Cavatina for Cornet by Philip Sparke is one of the few pieces not written especially for this CD.  Whilst it essentially has a slow tempo, the initial theme is given some decoration in its second airing and Tom and the whole band make it all sound so easy, which it isn’t.  This is a more ‘traditional’ cornet solo than other tracks on this cd and provides a nice contrast to some of the more modern styles which are tackled.

The 2nd major work comes in the form of Dan Price’s ‘A Puddle-Duck Suite’ all in a more modern style than the more traditionally structured and serious concerto from Philip Harper earlier.  The first movement ‘The Moody Mallard’ is a rhumba which Tom captures the style of excellently.  Tom is all over the range of the cornet and performs all of the technically demanding passages with the ease that is required in this style.  ‘The Sultry Swan’ as is noted in the excellent programme notes, has a wonderful ‘Sunday Afternoon’ feeling to it, very relaxed with lots of time.  ‘The Dirty Duck’ is the final piece in the suite (although the first to be written, in around 2011) which is an up-tempo big band style track.  The harmon mutes for the ‘quacking’ were a favourite of mine!  Excellently played and accompanied by Tom and the band, it would make a nice addition to a budding cornet soloist’s repertoire, if they like a challenge!
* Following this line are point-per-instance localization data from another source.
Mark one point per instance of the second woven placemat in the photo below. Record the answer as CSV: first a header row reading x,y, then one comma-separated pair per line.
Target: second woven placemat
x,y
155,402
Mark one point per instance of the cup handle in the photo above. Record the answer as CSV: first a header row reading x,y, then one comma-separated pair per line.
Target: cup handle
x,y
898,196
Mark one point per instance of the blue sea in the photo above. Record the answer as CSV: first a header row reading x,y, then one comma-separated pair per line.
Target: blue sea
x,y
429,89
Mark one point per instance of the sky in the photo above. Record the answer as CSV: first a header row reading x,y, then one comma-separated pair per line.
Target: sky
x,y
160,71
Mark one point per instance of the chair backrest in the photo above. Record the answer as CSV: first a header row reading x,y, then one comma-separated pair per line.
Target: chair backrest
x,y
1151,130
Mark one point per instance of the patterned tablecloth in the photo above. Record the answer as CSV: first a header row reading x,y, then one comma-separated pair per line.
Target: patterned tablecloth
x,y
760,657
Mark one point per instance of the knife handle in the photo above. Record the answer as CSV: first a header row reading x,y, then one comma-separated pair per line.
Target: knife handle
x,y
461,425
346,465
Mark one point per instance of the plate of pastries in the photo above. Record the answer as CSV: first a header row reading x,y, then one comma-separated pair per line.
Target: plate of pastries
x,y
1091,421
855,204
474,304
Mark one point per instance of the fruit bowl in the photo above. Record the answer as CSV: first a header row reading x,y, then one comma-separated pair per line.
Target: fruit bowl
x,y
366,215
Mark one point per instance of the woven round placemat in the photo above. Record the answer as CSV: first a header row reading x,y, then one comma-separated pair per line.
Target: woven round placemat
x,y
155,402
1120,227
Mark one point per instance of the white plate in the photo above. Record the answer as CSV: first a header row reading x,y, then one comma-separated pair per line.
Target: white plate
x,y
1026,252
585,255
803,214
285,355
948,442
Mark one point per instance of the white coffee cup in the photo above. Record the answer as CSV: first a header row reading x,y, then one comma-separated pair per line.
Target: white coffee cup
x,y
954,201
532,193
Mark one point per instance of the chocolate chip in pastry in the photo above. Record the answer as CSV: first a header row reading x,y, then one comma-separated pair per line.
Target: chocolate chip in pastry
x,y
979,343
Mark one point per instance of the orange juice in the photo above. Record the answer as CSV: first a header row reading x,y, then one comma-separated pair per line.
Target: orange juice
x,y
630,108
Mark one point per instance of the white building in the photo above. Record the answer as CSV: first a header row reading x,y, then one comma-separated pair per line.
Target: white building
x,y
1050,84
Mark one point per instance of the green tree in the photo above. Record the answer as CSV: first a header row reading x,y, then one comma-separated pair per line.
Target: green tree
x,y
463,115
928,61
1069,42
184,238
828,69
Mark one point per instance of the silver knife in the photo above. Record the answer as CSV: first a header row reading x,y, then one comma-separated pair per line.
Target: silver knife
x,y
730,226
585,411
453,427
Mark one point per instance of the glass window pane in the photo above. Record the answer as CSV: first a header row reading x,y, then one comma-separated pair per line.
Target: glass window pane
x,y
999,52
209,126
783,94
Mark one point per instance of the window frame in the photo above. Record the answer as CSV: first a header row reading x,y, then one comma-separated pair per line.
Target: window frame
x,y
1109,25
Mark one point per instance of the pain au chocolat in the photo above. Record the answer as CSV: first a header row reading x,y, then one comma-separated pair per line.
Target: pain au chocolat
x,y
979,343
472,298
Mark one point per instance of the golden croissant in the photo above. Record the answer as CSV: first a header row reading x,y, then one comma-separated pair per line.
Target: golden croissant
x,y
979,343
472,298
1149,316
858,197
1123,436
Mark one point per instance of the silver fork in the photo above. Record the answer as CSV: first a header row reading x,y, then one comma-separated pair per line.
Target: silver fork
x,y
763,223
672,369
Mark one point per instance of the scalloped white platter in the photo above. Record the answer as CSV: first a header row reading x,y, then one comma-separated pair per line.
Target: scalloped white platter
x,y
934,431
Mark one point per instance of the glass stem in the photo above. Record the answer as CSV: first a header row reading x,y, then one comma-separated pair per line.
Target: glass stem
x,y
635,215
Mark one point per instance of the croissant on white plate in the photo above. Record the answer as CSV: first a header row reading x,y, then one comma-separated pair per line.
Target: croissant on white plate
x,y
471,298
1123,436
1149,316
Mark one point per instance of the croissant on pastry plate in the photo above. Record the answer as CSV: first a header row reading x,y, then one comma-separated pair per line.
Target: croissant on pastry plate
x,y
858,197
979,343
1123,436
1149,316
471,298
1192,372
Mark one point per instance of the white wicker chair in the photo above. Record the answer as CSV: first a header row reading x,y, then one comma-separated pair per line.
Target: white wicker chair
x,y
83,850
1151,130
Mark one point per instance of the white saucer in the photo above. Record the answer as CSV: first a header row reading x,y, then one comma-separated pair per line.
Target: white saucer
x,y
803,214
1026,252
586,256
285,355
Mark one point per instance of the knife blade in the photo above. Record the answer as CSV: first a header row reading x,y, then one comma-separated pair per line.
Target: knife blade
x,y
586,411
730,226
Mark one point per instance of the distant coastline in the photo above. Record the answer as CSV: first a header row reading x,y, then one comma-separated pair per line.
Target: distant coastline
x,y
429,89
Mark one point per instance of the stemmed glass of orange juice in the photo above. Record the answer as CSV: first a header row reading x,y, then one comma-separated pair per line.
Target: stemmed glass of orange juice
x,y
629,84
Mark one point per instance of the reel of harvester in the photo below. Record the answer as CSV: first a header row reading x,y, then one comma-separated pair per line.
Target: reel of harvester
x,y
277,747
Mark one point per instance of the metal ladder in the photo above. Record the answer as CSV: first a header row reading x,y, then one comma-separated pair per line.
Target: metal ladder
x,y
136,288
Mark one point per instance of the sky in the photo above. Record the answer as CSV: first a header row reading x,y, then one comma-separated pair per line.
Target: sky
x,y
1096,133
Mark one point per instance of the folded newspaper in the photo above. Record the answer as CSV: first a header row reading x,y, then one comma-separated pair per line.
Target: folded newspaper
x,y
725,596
Christopher Bond’s second offering on the CDis a lovely slow piece ‘Song of the Night Sky’ which is so simple and when played as well as it is here, is so effective.  The beautiful melody that becomes a little more agitated in the middle section before calming back down for the close.

Closing the CD is a new arrangement of the Finale from Rachmaninov’s Piano Concerto No. 3 which Cory performed at Brass in Concert in 2013.  This time arranged as a cornet solo, the technical playing here is out of this world and I’m not sure there is a cornet player or a band anywhere which can give a better perform than this, and it really does require a top class soloist and band.  Changing from flowing tunes to incredible virtuosity, this track is a suitably flamboyant end to this fantastic CD.

With this release, Tom Hutchinson firmly puts himself in the conversation of ‘who is the best cornet player in banding?’  His technique, range, style and that he does all of that with a brilliant sound are all on display throughout the whole disk.  For any cornet player, this CD is a must.  This will not be Tom’s only solo CD, and I can’t wait to hear the next one.